几乎每一个人,皆是行色匆匆,仿佛他们都各自有着需要自己忙碌的事情。
纵然,沈骁原先生活在被无良媒体评为“新一线城市”的省城,此时也觉得,或许省城人民自认为的高节奏,比不上这小小的犬马镇。
在他好奇的观察犬马镇上行人的时候,犬马镇的街道上匆匆而过的行人,也有不少注意到了沈骁。
三十岁左右,瘦高,一身简洁的黑色卫衣。
这样的男人其实并不是多么特别。
不过所有看到沈骁的犬马镇人,都打心眼里觉得这个青年和这个以一所中学而闻名全国的小镇显得是那样格格不入。
或许是因为他的行李——背上的迷彩休闲包,手上的正方形黑色小行李箱。
或许也是因为他此时无比悠闲,无所事事坐在石墩上玩手机的形象。
那通电话被挂断的十八分钟后,正适时路过,并下意识向沈骁投去好奇目光的行人纷纷收回了目光,原本匆忙的脚步频率又增快了几分。
因为,一辆白底蓝纹,配着白色拍照的小轿车缓缓停到了沈骁面前的马路上。
那是一辆警车。
看到自己面前的警车,沈骁连忙起身。
警车的车门打开,一个身穿警服的短发青年从车上下来,从车前小跑到沈骁面前,无比热忱的问道:“您就是沈哥吧,这两天打电话给您的都是我,我是咱局里的协警,平时主要是负责开巡逻车,我叫任元良,您叫我小任就好了。害您久等了,实在不好意思。”
“我知道。”沈骁与对方公式化的握了握手:“其实是我不好意思,现在还没到上班时间呢。而且我也没等多久。”
“您说笑了,我们哪有正常的上下班时间,昨晚是我执勤,现在说起来我还没下班呢。”任元良笑着说。
沈骁恍然,果然公安系统和自己原先的单位不一样啊。
任元良的性格颇为“自来熟”,和沈骁一两句谈话间,便是顺手将沈骁的黑色行李箱接了过去,一面放在车后座上,一面笑着问:“这么沉啊,不会是配枪吧?”
“你可别瞎说,我即便在原先的单位里,也没摸过几次枪。再说配枪哪有跟人一起调离岗位的。”沈骁当然也知道任元良只是在于自己开玩笑,便是也没有多在意,而是随着开启的车门进入到后座坐下,一手抚摸着黑色行李箱,一面说道:“都是一些私人物品,不过没准在特定的时候,会发挥比枪更大的作用。”
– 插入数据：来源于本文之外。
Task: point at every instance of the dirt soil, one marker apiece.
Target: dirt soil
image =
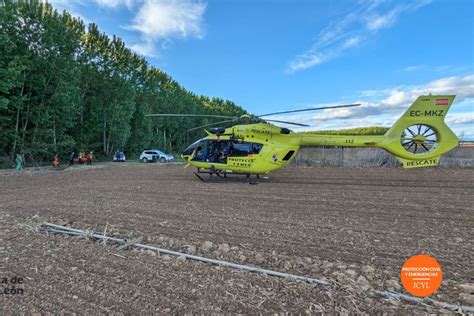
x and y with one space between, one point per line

任元良没有把沈骁的话放在心上,笑着重新坐回了驾驶位,系好安全带,旋即像是想到什么一般,问道:“沈哥您还没吃早饭呢吧?”
“没关系,先去局里处理案子要紧。”沈骁摆了摆手,拒绝了任元良的好意。
“我刚才在路上买了一个菜夹饼,您先吃着垫一下。”任元良听到沈骁这么说,连忙是从副驾驶座上的塑料袋中,取出一个纸包的夹饼:“应该还没有凉。”
“那你?”沈骁没有去接。
“我马上就下班了,您才上班,我有时间吃,但您要忙起来,恐怕连午饭都顾不上吃。”任元良很真诚的说道。
见任元良如此说,沈骁便也不再推辞,接过菜夹饼,却发现包裹菜夹饼的纸袋中还有一双筷子,这双筷子只有寻常筷子的半截长短,于是沈骁不由好奇的问:“这是?”
“短筷,专门吃菜夹饼用的。”任元良并未回头,便已经猜到沈骁问的是什么,笑着说道:“这也是犬马镇这边独有的传统,原本我刚来的时候不习惯,觉得多此一举,后来发现还是有一定存在根据的,菜夹得多了,很容易漏出来。除此之外,一些我们忌口的小菜,也可以通过短筷挑出来。当然,只有犬马镇的本地人用短筷那是正儿巴经的在夹菜。”
沈骁闻言,顿时恍然,心中也是觉得有趣。
我们国家地大物博,历史悠久,果然是“几十里一风俗,几百里一传统”啊。
犬马镇警局距离鹏程桥并不远,或者小镇本身大小有限,也就两三条街道,五六分钟的车程后,警车便驶入了警局。
沈骁直接来到了局长办公室,而半掩着的房门内,正有一个身着警服的微胖身影,一手插在口袋,一手拿着根点燃的香烟,面对着窗户“吞云吐雾”,灰蓝色的烟气,围绕着中年人的背影,仿佛是一个积郁已久的阴霾,久久不愿散去。
“咚咚咚”沈骁的手指轻扣办公室的门。
身影转过身,却是一个五十岁左右,皮肤黝黑,浓眉小眼,嘴唇微厚的中年人。中年人此时心情明显不是很好,这一点从他眉头拧成的一个川字就可以看出。
沈骁向中年人立正,敬了一礼:“马局长,您好,省检 察院第三检查部检察员沈骁向您报道。”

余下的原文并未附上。